Thank you. I like the way you went from Janet Jackson to Michael Jackson with Man in the Mirror.
This reminds me of advice I received 20 years ago before starting out on my career as an engineer: “People may support you, mentor you, provide opportunities for you … but NOBODY cares about your career as much as you do. Take the reins.”
Thanks for adding to the enormous payload of crap out there—the “rah,rah, do more, do more, do more, we all have to be EVERYTHING and be GREAT at it,” attitude that is redefining the value and meaning of being human. And couching it in those glorious “tough love/dose of reality” terms we’ve all come to accept not because it’s true, but because we’ve been lambasted with it ad nauseam. Oh, it’s not enough to work my butt off writing award-winning books (three of them published by a real publisher) now I have to pimp those books and myself in the name of the almighty American anthem of sell, sell, sell. I expected this blog to be words of wisdom in support of writers. Very disappointing. Enough of this nonsense and of Steven’s blog. I’m unsubscribing.
I wrote a blog post today paying tribute to The War of Art. I came here to mention it as I would want to know if someone had used one of my works of art.
The timing of this post along with mine makes me smile… timing is everything.
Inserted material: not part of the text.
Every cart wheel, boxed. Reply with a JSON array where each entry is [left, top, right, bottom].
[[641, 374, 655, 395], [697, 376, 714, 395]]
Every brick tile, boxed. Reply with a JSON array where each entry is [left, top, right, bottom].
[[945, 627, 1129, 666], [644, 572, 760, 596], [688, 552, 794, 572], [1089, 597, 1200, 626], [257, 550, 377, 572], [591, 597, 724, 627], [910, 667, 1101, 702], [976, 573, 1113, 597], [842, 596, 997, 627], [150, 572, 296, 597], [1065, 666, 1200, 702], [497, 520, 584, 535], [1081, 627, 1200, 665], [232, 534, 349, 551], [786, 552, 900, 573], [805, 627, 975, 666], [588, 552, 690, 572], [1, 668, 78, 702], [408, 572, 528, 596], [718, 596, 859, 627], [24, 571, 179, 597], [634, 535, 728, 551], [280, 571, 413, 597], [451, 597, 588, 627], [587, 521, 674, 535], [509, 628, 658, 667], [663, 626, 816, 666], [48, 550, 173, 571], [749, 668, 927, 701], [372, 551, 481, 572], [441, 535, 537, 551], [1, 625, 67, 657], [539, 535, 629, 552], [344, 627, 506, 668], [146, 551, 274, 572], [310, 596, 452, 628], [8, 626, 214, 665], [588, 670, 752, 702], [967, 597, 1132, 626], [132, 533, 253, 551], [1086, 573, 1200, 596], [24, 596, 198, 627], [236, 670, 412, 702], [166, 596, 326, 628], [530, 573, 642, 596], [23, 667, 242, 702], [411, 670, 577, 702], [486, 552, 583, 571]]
Thanks Callie! And thanks Mr. Pressfield for teaching me about resistance so it doesn’t have to be such a limiting force in my life!
https://starpasser.com/2016/11/05/lets-go/
Some things are worth recycling, Callie. (Aren’t most things, in one form or another?) First time or tenth time, it’s a reminder that, as with the protagonist of a story, we must be active, not passive. If not you, then who?